Pangan merupakan kebutuhan dasar setiap manusia yang posisinya tidak bisa disubstitusi oleh bidang lain. Selama masih ada kehidupan manusia, sepanjang itu kebutuhan pada pangan tidak akan pernah berakhir. Oleh karena itu, ketersediaannya adalah perasyarat pertama dan utama berjalannya kehidupan manusia. Stabilitas ketersediaannya juga mempengaruhi stabilitas sistem-sistem lain, seperti politik, ekonomi, dan sosial.

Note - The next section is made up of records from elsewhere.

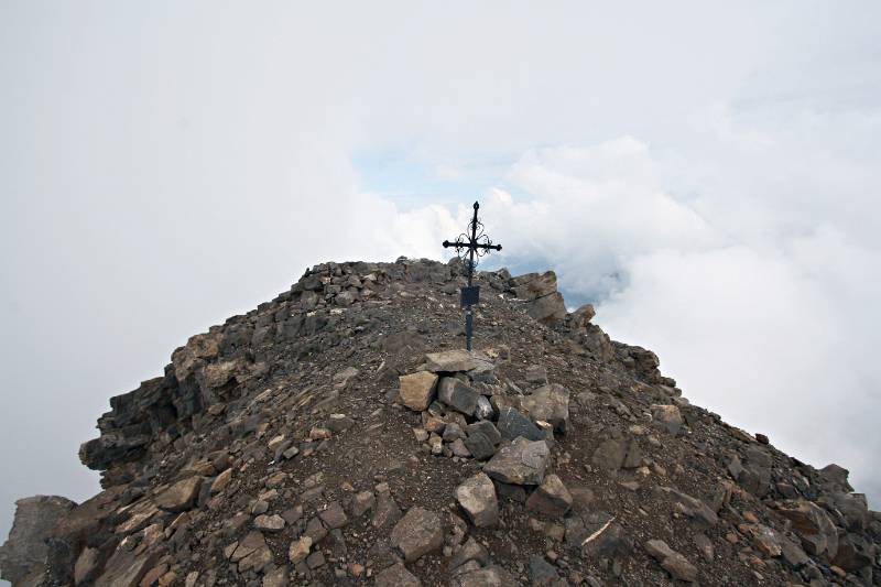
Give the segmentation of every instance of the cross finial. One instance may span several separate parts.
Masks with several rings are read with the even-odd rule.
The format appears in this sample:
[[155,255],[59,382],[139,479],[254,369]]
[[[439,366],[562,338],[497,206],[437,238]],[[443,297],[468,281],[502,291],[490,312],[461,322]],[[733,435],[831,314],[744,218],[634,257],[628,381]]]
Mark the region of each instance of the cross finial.
[[[471,284],[475,275],[475,268],[477,267],[478,260],[489,251],[502,250],[501,244],[493,244],[489,237],[483,233],[483,224],[477,217],[477,210],[480,208],[480,204],[475,202],[474,208],[475,215],[468,224],[468,231],[459,235],[454,242],[449,242],[448,240],[443,242],[445,249],[454,247],[459,259],[466,264],[468,286],[461,289],[460,303],[465,307],[465,348],[468,350],[471,350],[471,335],[474,330],[471,306],[480,301],[480,286]],[[468,257],[467,259],[465,259],[466,254]],[[475,257],[477,257],[477,259],[475,259]]]

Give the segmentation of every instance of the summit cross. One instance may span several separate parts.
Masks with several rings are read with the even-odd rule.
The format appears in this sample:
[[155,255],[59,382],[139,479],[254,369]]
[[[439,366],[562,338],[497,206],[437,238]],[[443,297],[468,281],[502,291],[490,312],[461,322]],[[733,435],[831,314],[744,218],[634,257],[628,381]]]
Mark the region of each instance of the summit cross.
[[[501,244],[493,244],[492,241],[483,233],[483,222],[477,217],[477,209],[480,204],[475,202],[475,215],[468,224],[468,231],[463,232],[458,238],[449,242],[443,242],[444,248],[453,247],[456,249],[456,254],[463,260],[468,276],[468,285],[461,289],[461,297],[459,304],[465,308],[465,348],[471,350],[471,336],[474,334],[474,313],[471,306],[480,302],[480,286],[474,285],[475,268],[480,258],[489,251],[501,251]],[[465,258],[467,256],[467,259]]]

Disebabkan nilai urgensitasnya yang tak tergantikan itu, maka akan sangat rawan tatkala kita tidak mandiri dalam pemenuhannya. Sangat sulit membayangkan suatu negara dapat berdaulat penuh – dalam bidang politik, keamanan, ekonomi, dan lain sebagainya – apabila kebutuhan pokok rakyat, khususnya pangan tergantung pada impor. Tergantung baik dalam pasokan, pengambilan keputusan, ketergantungan teknologi, ketergantungan konsumsi, hingga ketergantungan gaya hidup.

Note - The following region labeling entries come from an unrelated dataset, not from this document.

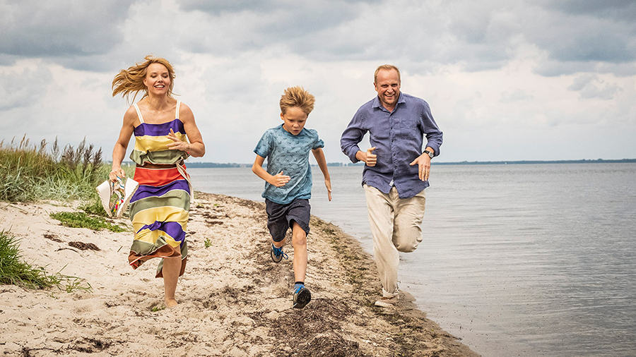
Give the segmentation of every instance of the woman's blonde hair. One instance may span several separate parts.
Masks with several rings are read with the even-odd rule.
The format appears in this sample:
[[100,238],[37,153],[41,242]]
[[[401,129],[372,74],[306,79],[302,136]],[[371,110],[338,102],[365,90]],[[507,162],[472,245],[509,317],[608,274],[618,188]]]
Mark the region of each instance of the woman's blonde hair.
[[[175,68],[172,65],[165,59],[161,57],[154,57],[149,54],[143,59],[145,62],[141,63],[135,63],[134,66],[131,66],[128,69],[122,69],[115,75],[112,80],[112,96],[114,97],[121,93],[122,97],[125,97],[129,102],[134,102],[137,94],[140,91],[145,92],[141,99],[148,97],[148,87],[143,84],[143,80],[148,72],[148,67],[153,63],[160,63],[165,66],[168,70],[168,74],[170,76],[170,85],[168,86],[167,96],[172,97],[172,86],[175,85]],[[130,101],[130,95],[134,93],[132,101]]]
[[314,110],[316,97],[305,90],[302,87],[290,87],[285,90],[281,96],[281,112],[283,114],[289,108],[300,108],[305,114],[309,115]]

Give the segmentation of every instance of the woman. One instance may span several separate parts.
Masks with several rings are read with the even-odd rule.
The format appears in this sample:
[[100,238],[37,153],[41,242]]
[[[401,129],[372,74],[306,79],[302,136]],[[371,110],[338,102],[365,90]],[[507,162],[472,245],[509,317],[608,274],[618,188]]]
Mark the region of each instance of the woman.
[[162,58],[145,59],[122,69],[112,80],[113,97],[134,94],[132,102],[139,92],[143,97],[124,115],[110,178],[115,182],[124,177],[122,161],[134,133],[130,159],[136,164],[134,180],[139,186],[130,200],[135,237],[128,260],[136,269],[148,259],[161,258],[156,277],[163,277],[165,305],[170,308],[177,304],[177,282],[188,254],[185,232],[192,191],[184,160],[202,157],[206,148],[192,111],[172,97],[172,65]]

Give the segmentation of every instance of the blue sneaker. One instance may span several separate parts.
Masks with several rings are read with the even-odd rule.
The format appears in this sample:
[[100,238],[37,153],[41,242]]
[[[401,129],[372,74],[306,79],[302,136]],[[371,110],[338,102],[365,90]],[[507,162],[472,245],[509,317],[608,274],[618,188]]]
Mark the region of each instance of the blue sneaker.
[[271,255],[271,260],[273,260],[274,262],[278,262],[283,260],[288,259],[289,257],[287,256],[287,254],[283,253],[283,247],[278,248],[273,244],[271,245],[271,251],[270,252],[270,255]]
[[299,285],[294,291],[294,308],[302,308],[312,301],[312,293],[305,287]]

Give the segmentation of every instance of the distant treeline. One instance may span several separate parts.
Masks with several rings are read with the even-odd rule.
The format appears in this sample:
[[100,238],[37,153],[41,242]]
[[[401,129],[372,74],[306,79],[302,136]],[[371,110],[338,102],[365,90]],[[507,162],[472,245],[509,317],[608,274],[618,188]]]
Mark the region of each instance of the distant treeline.
[[[636,159],[622,159],[620,160],[603,160],[598,159],[596,160],[551,160],[551,161],[461,161],[457,162],[438,162],[433,160],[431,164],[433,165],[519,165],[527,164],[623,164],[628,162],[636,162]],[[126,164],[126,162],[124,162]],[[190,168],[223,168],[223,167],[252,167],[252,164],[237,164],[235,162],[220,163],[220,162],[187,162],[186,165]],[[329,162],[327,166],[330,167],[345,167],[345,166],[363,166],[364,163],[357,162],[343,163],[343,162]],[[264,165],[266,167],[266,163]],[[312,165],[315,166],[315,165]]]
[[526,164],[623,164],[627,162],[636,162],[636,159],[621,159],[620,160],[550,160],[550,161],[462,161],[457,162],[431,162],[435,165],[519,165]]

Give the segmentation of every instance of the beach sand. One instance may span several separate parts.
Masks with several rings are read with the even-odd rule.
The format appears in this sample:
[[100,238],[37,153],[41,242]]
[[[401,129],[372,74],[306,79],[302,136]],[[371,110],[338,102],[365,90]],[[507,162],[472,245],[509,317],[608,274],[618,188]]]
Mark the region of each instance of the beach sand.
[[49,215],[73,210],[0,202],[0,230],[20,239],[25,261],[92,286],[67,293],[0,285],[0,356],[478,356],[425,318],[406,292],[396,308],[374,306],[381,286],[372,258],[318,218],[307,237],[312,300],[293,309],[293,250],[288,244],[289,260],[271,261],[264,204],[197,193],[179,305],[162,309],[158,260],[133,270],[131,231],[67,228]]

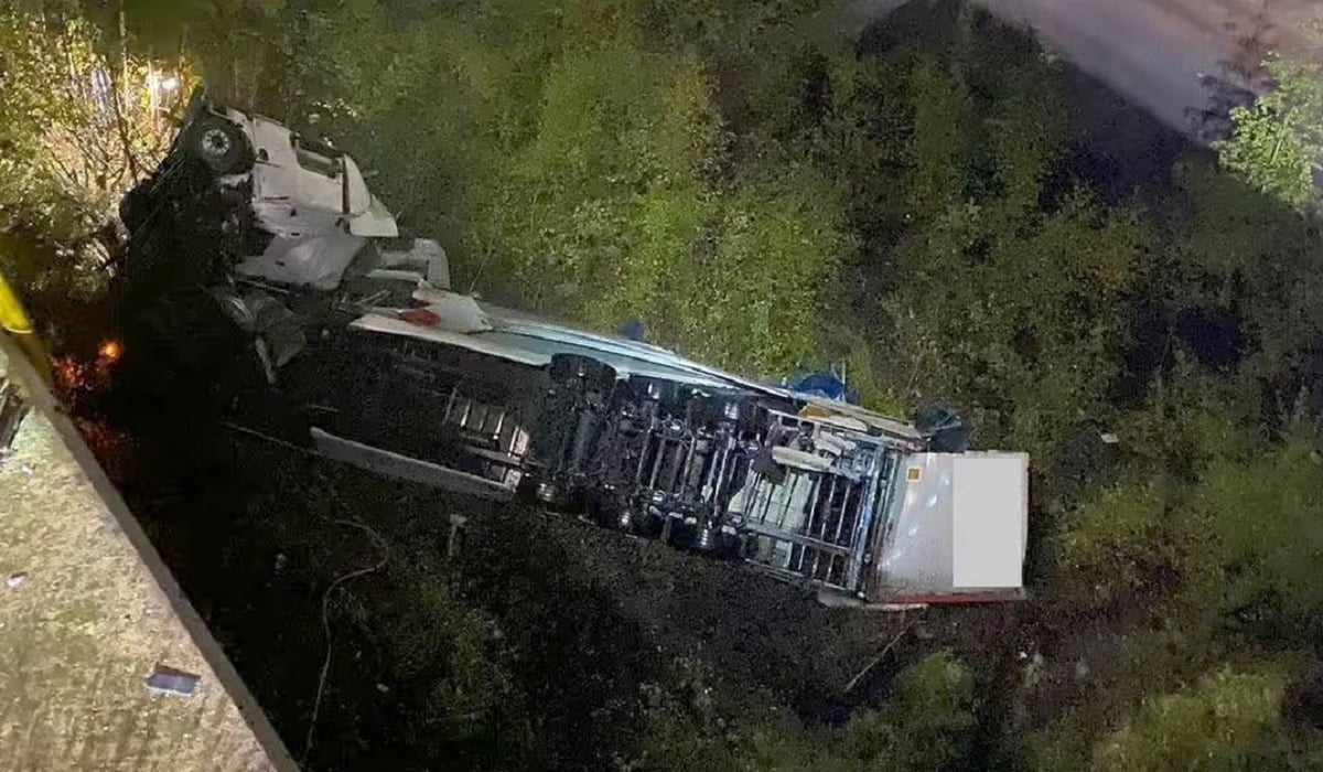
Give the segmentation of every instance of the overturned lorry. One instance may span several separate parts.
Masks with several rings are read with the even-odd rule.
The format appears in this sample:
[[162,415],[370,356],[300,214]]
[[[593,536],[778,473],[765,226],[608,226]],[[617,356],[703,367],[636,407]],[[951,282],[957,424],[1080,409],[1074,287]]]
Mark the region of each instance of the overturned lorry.
[[1024,454],[966,450],[950,413],[889,418],[456,293],[347,155],[273,121],[194,95],[122,218],[135,388],[229,384],[241,422],[325,457],[745,560],[827,603],[1023,595]]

Beberapa waktu yang lalu, para pengrajin tahu-tempe melakukan aksi mogok produksi yang dilatarbelakangi ketidakmampuan pemerintah menahan laju kenaikan harga kedelai. Harga yang sebelumnya Rp. 5.000 menjadi Rp. 8.000 per kilogeram, atau naik sebesar 35-40 persen membuat para pengrajin merasa tercekik.
Melambungnya harga kedelai disebabkan musim kering yang melanda Amerika Serikat, yang merupakan produsen utama dunia untuk kedelai. Namun, persoalan utama sesungguhnya berada pada ketidakmampuan kita untuk secara mandiri memenuhi kebutuhan pangan. Konsumsi kedelai kita sangat besar, hal ini disebabkan faktor sejarah dan budaya yang panjang terkait dengan konsumsi tahu-tempe dikalangan  masyarakat luas. Masyarakat seolah merasa ada yang kurang jika sehari saja mereka tidak mengkonsumsi tahu-tempe. Demikian halnya, dengan produk-produk lain berbahan dasar kedelai. Sementara ketergantungan kita terhadap kedelai impor terutama dari AS sangat besar sekitar 60% dari jumlah produksi yang mampu dihasilkan oleh petani kedelai lokal. Kebutuhan kedelai secara nasional sebesar 2,4 juta ton/tahun, sementara produksi nasional di Indonesia hanya mampu memenuhi 600.000 ton/tahun. Hal ini menunjukkan bahwa ketersediaan kedelai nasional memiliki resiko besar tatkala pasokan impor mengalami kendala, baik kendala ekologis, kelangkaan di pasar internasional, maupun kendala ekonomik-politis.
Kebijakan impor pangan ini bukan hanya terjadi di kedelai saja. Ketergantungan terhadap kebutuhan pangan yang diimpor dari luar negeri, hampir berlaku pada semua kebutuhan pangan dan hortikultua. Badan Pusat Statistik (BPS), selama bulan Januari-Juni 2011 menunjukkan bahwa impor pangan Indonesia mencapai 11,33 juta ton dengan nilai US$ 5,36 miliar atau kurang lebih Rp 45 triliun. Komoditas impor bervariasi mulai dari beras, jagung, terigu, gula, garam, telur, ayam, daging sapi, singkong, kentang, bawang merah, cabai hingga buah-buahan. Sedangkan data impor pangan selama Januari-Maret 2012 dari Pelindo II cabang Tanjung Priok menunjukkan impor beras sebanyak 330.539 ton, jagung 33.700 ton, tapioka 7.422 ton, gandum 546.932 ton dan garam 25.400 ton.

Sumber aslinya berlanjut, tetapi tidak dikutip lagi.